プラト公国方面から戦乱に伴って流れてきた難民たちを受け入れた。

 館に戻って夕食を済ませ、夜寝る前に、もう一つ試行錯誤した。


 村への侵入防止の魔道具開発だ。


 今回は難民の群れに盗賊が紛れ込んでいるのに気付いて排除できたけれど、いつもそれが可能とは限らない。盗賊が商人や冒険者のジョブを持っているケースだってあるようだし。
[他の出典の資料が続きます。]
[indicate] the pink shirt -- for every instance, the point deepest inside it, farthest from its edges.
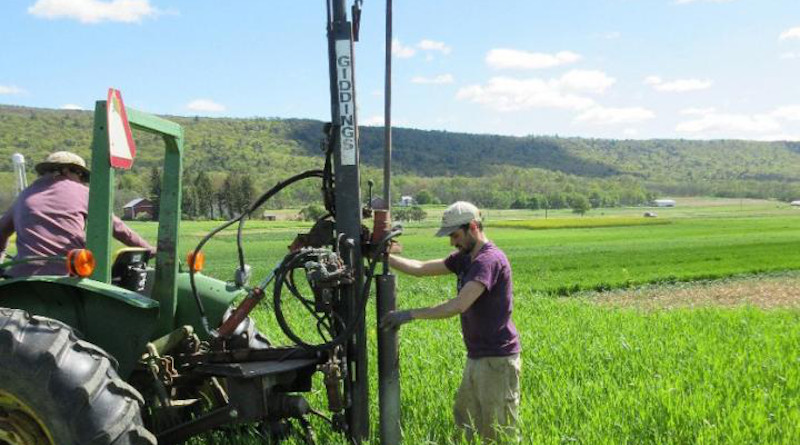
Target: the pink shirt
(50, 220)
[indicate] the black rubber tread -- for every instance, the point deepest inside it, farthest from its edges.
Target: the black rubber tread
(71, 384)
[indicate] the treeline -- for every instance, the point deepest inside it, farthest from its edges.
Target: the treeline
(493, 171)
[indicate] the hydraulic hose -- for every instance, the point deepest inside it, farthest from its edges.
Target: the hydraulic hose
(350, 329)
(260, 201)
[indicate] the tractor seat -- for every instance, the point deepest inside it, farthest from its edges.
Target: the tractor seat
(129, 270)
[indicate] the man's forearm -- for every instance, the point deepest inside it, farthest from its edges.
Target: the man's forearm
(405, 265)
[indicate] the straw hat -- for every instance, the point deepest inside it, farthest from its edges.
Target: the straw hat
(61, 159)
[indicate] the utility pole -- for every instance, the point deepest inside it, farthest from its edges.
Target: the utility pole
(19, 173)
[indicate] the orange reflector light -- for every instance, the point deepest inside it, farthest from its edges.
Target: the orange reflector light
(196, 264)
(80, 262)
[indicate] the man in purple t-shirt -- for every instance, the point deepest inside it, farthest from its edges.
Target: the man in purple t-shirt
(488, 398)
(49, 217)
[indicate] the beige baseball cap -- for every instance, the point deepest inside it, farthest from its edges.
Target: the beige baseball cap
(60, 159)
(458, 214)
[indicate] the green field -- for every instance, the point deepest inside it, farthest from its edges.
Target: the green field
(596, 373)
(602, 373)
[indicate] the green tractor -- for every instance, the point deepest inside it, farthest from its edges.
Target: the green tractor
(146, 351)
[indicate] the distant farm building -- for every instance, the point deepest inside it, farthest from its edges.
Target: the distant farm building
(137, 207)
(664, 203)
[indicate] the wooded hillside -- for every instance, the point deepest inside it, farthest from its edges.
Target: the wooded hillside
(496, 171)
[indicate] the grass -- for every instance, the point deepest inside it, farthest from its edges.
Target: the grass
(593, 372)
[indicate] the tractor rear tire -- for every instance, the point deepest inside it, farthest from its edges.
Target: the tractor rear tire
(58, 389)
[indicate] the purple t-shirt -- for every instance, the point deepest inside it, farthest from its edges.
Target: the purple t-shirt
(487, 326)
(50, 218)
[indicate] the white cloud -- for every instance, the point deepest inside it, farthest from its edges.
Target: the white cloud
(683, 2)
(567, 92)
(401, 51)
(780, 137)
(431, 45)
(790, 113)
(507, 94)
(792, 33)
(502, 58)
(610, 35)
(678, 85)
(591, 81)
(615, 116)
(762, 126)
(697, 111)
(94, 11)
(205, 105)
(725, 124)
(11, 89)
(438, 80)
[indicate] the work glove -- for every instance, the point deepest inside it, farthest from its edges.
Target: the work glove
(395, 319)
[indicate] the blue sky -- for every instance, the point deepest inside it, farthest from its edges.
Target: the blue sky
(693, 69)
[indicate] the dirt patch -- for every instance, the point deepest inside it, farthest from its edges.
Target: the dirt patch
(764, 292)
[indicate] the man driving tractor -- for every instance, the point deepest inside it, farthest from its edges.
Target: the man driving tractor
(49, 217)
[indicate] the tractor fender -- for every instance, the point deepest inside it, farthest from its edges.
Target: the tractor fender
(115, 319)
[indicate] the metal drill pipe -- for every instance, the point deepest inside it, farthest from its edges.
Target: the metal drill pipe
(388, 365)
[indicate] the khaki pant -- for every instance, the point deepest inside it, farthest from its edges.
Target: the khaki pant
(488, 398)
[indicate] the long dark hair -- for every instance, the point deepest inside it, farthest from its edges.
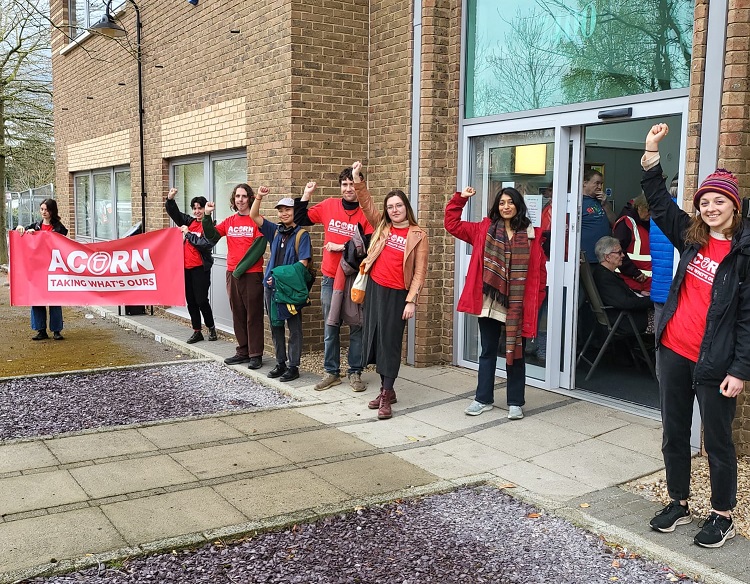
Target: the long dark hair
(248, 190)
(521, 219)
(51, 204)
(385, 219)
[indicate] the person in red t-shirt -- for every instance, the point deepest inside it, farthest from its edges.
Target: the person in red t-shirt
(340, 217)
(198, 261)
(703, 338)
(397, 265)
(50, 222)
(245, 291)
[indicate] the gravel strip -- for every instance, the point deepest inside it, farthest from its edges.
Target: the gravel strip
(469, 536)
(65, 403)
(654, 487)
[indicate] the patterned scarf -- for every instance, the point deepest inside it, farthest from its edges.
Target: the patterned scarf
(506, 264)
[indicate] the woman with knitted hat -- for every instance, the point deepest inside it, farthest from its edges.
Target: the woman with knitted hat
(703, 338)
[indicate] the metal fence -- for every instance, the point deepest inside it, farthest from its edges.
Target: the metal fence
(22, 208)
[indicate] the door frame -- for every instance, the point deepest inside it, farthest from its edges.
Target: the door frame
(568, 127)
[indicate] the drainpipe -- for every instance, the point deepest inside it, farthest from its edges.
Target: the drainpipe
(416, 91)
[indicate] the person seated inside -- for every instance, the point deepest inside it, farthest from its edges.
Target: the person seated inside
(613, 291)
(632, 231)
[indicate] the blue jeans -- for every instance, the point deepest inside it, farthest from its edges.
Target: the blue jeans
(332, 337)
(490, 332)
(39, 318)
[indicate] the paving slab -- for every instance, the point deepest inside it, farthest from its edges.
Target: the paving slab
(340, 411)
(399, 430)
(229, 459)
(73, 534)
(172, 514)
(636, 437)
(315, 444)
(188, 433)
(130, 476)
(372, 475)
(101, 445)
(451, 417)
(39, 491)
(439, 463)
(278, 493)
(450, 380)
(583, 417)
(476, 454)
(24, 456)
(270, 421)
(526, 438)
(598, 463)
(541, 481)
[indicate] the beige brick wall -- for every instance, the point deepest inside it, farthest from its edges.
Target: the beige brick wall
(110, 150)
(734, 146)
(213, 128)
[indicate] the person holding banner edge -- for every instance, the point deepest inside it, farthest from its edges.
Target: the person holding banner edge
(50, 222)
(197, 261)
(244, 277)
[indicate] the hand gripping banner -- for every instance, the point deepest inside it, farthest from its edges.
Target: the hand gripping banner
(48, 269)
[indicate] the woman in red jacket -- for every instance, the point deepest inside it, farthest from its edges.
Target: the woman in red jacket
(505, 286)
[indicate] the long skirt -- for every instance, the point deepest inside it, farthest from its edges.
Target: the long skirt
(384, 327)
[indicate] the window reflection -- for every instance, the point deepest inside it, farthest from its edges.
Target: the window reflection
(528, 55)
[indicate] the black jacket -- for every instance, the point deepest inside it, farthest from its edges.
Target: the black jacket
(57, 227)
(725, 348)
(199, 242)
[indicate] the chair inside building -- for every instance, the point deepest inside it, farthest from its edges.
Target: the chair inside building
(622, 328)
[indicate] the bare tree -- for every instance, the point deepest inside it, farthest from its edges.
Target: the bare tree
(25, 88)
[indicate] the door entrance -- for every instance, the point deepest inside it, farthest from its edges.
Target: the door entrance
(619, 365)
(545, 158)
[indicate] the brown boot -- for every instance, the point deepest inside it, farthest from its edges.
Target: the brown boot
(384, 411)
(375, 404)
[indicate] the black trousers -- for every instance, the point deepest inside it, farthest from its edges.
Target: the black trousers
(197, 283)
(677, 393)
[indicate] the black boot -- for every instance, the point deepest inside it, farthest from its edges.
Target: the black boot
(290, 374)
(195, 337)
(277, 371)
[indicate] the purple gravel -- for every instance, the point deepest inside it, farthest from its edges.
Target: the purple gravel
(51, 405)
(468, 536)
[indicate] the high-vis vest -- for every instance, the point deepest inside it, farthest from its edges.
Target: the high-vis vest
(638, 251)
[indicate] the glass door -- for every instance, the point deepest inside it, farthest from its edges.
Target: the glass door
(524, 161)
(561, 147)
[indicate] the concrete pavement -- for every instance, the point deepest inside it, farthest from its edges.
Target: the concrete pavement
(72, 500)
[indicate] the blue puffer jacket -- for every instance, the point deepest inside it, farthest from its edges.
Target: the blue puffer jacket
(662, 260)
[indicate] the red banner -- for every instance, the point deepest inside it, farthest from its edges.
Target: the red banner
(48, 269)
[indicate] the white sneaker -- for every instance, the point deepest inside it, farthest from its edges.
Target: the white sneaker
(515, 413)
(475, 408)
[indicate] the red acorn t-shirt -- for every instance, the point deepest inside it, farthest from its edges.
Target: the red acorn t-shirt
(684, 331)
(240, 231)
(339, 225)
(388, 269)
(193, 258)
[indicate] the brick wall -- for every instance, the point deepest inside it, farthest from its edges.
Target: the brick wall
(734, 146)
(110, 150)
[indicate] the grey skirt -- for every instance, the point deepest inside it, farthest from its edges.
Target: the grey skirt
(384, 327)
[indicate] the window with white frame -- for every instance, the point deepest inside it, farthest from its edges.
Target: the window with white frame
(103, 203)
(212, 176)
(83, 13)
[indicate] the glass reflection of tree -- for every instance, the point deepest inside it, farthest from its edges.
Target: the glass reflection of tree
(571, 51)
(636, 46)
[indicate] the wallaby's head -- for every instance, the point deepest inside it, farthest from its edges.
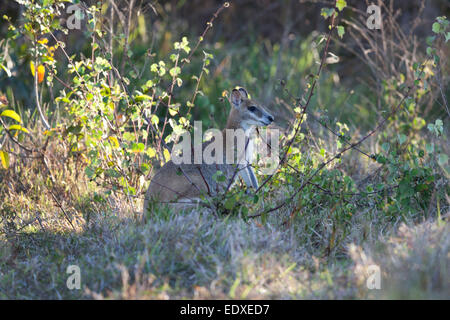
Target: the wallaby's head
(247, 113)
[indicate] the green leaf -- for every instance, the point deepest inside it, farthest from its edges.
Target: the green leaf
(436, 27)
(229, 204)
(341, 4)
(12, 114)
(442, 159)
(18, 127)
(402, 138)
(4, 159)
(327, 12)
(341, 31)
(175, 71)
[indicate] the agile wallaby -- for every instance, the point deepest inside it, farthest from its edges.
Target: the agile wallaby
(186, 182)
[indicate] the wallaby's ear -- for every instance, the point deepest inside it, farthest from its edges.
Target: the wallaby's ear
(243, 93)
(236, 98)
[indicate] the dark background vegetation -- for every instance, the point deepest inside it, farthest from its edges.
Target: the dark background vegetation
(72, 193)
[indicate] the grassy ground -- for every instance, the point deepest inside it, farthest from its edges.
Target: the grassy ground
(196, 255)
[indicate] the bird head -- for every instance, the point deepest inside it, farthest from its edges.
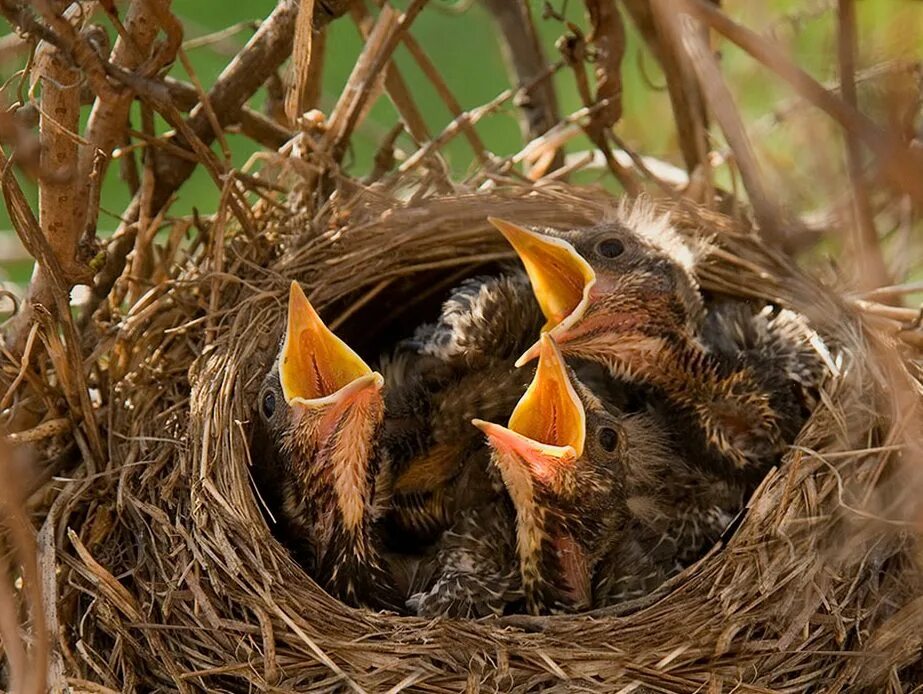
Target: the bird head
(625, 284)
(323, 407)
(560, 458)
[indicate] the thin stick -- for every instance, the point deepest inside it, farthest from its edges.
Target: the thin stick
(526, 63)
(903, 167)
(866, 247)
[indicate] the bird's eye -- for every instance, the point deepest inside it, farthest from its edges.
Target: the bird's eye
(610, 248)
(268, 404)
(608, 439)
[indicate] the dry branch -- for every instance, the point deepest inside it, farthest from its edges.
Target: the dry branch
(772, 223)
(865, 246)
(527, 65)
(298, 96)
(903, 166)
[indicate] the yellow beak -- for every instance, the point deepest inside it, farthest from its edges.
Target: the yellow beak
(547, 429)
(315, 365)
(561, 278)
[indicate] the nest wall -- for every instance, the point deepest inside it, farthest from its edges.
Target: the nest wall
(171, 576)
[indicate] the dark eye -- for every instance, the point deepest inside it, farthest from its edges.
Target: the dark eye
(608, 439)
(268, 404)
(610, 248)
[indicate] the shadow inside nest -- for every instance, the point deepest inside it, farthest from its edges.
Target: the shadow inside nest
(376, 322)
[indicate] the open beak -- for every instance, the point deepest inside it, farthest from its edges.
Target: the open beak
(547, 429)
(561, 278)
(317, 367)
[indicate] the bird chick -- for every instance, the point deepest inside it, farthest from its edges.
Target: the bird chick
(452, 370)
(623, 293)
(565, 461)
(323, 409)
(600, 508)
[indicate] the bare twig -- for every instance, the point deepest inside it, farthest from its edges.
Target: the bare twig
(296, 99)
(252, 123)
(267, 48)
(866, 247)
(770, 218)
(396, 86)
(683, 88)
(527, 63)
(903, 166)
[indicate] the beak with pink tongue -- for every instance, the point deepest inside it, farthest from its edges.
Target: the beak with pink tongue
(337, 407)
(536, 455)
(561, 279)
(317, 368)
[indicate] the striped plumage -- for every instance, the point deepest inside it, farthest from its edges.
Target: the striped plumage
(629, 300)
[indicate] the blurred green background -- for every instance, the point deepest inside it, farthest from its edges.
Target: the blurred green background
(802, 155)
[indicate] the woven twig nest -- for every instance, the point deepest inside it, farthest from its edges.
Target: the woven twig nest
(178, 581)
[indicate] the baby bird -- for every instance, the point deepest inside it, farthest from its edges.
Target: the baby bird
(456, 368)
(624, 294)
(323, 409)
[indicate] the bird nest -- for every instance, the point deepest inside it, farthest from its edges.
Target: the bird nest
(171, 576)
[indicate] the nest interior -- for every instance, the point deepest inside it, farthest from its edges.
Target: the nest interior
(171, 577)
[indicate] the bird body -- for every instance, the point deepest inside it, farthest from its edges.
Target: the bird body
(604, 506)
(323, 409)
(624, 294)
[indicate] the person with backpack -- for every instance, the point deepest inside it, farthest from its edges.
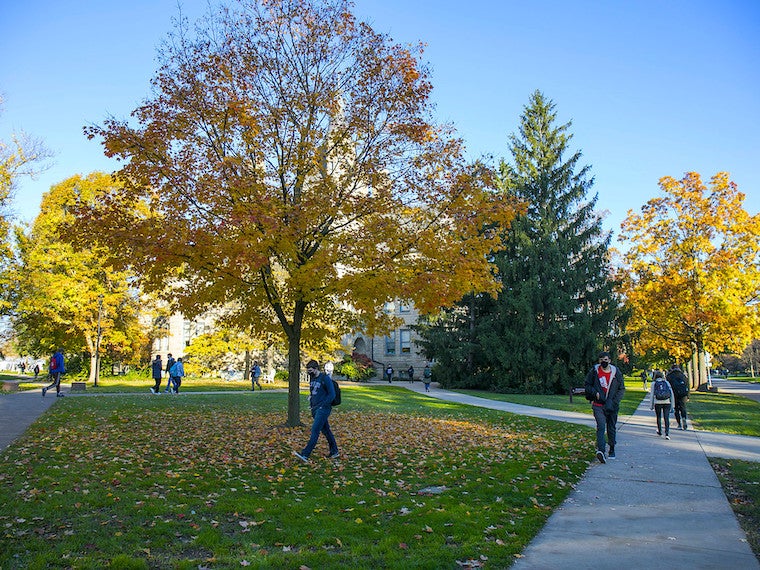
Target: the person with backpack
(662, 402)
(57, 367)
(321, 397)
(680, 385)
(605, 388)
(169, 382)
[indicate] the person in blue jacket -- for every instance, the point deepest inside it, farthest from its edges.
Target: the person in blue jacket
(321, 396)
(57, 367)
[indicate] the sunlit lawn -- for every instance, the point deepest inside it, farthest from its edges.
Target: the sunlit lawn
(723, 412)
(134, 383)
(633, 396)
(209, 481)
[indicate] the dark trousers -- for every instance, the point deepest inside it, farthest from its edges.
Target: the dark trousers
(56, 381)
(680, 411)
(605, 420)
(663, 416)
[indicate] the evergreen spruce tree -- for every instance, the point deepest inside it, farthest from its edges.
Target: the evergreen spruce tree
(557, 305)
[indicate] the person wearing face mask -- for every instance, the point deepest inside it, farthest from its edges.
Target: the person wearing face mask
(605, 387)
(321, 396)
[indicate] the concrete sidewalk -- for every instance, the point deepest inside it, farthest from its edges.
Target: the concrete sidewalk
(659, 504)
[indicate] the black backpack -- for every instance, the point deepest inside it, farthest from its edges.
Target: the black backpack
(680, 389)
(660, 390)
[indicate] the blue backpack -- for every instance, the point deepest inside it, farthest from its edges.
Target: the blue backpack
(661, 391)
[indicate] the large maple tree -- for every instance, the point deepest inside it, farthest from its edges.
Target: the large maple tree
(287, 167)
(692, 270)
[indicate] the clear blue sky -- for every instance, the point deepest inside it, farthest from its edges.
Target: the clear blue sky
(653, 88)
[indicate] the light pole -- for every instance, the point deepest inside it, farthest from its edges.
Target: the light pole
(97, 341)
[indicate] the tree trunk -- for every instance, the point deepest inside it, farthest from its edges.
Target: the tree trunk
(294, 373)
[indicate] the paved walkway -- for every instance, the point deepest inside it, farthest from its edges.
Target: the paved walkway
(659, 504)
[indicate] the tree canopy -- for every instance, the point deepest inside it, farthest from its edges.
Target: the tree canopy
(287, 167)
(692, 268)
(56, 286)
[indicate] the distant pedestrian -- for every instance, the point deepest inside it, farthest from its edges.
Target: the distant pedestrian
(680, 385)
(321, 396)
(255, 376)
(662, 402)
(605, 387)
(157, 367)
(56, 368)
(426, 377)
(169, 363)
(177, 373)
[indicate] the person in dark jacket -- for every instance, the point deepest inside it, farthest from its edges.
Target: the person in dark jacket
(57, 367)
(321, 396)
(605, 387)
(680, 384)
(157, 368)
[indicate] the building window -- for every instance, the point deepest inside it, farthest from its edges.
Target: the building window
(390, 343)
(406, 341)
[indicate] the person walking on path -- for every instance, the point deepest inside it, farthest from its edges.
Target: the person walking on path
(680, 385)
(662, 402)
(177, 372)
(169, 363)
(57, 367)
(604, 388)
(255, 375)
(321, 396)
(157, 367)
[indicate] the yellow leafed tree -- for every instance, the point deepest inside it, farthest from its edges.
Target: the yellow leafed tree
(692, 277)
 そして今後もしばらくは難民が各地に押し寄せてくるだろうけれど、村の生産力の余裕とか住民との関係とかを考えると無制限に受け入れることはできない。


 だとすると、一種の入国管理が出来る仕組みは必要だろう。


 デーバで魔道具生成について教えてくれたユーニスによると、その術者自身が使える魔法やスキルしか、道具化することは出来ないらしかった。


 つまり、結界魔法が使えない俺には結界を張る魔道具は作れないってことになる。

 ユーニス自身は錬金術師LV25で“魔道具生成”スキルを得た後、魔導師にジョブチェンジして、様々な便利魔道具を作れるようになったという。


 俺もそろそろジョブチェンジすべきかもしれないが、道具を作るためにジョブを決めるってのも、本当にそれでいいのか疑問がある。ジョブチェンジはそう何度も出来ないらしいし。


 まず、今持っている能力を組み合わせて何かできないだろうか?


 俺のスキルや魔法は、冒険者ジョブと錬金術師ジョブで習得したもの、そしてボーナススキルである<お人形遊び>と<粘土遊び>だ。


 結界魔法は使えないけど、錬金術の中には“物質変化”とか“力場”っていうスキルもある。

 例えば、この“力場”を込めた魔道具を作れば、侵入を妨げるような力を働かせることは出来そうだ。でも、それじゃあ、俺たちも侵入を妨げられることになって不自由極まりない。


「シロー、今度はなにを試してるの?」

 ルシエンに声をかけられ、気付くと夜更けになってて、みんなの視線が集まってた。

 そろそろ寝ようとしている寝室の隅で、ごそごそ粘土をこねたり、そこに念を込めたりしてるからな、ヘンなやつなのは間違いない。


 やってることを説明すると、みんな興味津々で一緒に考えてくれた。

「なんとか都合良く害敵だけ判別する方法があればいいんですよね?」

「そうなんだよなぁ・・・」

「あれはダメなんですか?シローさんがよく使ってる“地図”スキルとか?」

「あっ!!」


 そうだよ!なんで気付かなかったんだろう。冒険者として頻繁に使ってる、“地図”と“察知”スキルだ。

 俺が認知した敵対的な存在は、地図スキルに赤い光点が映る。それをうまく使えないだろうか。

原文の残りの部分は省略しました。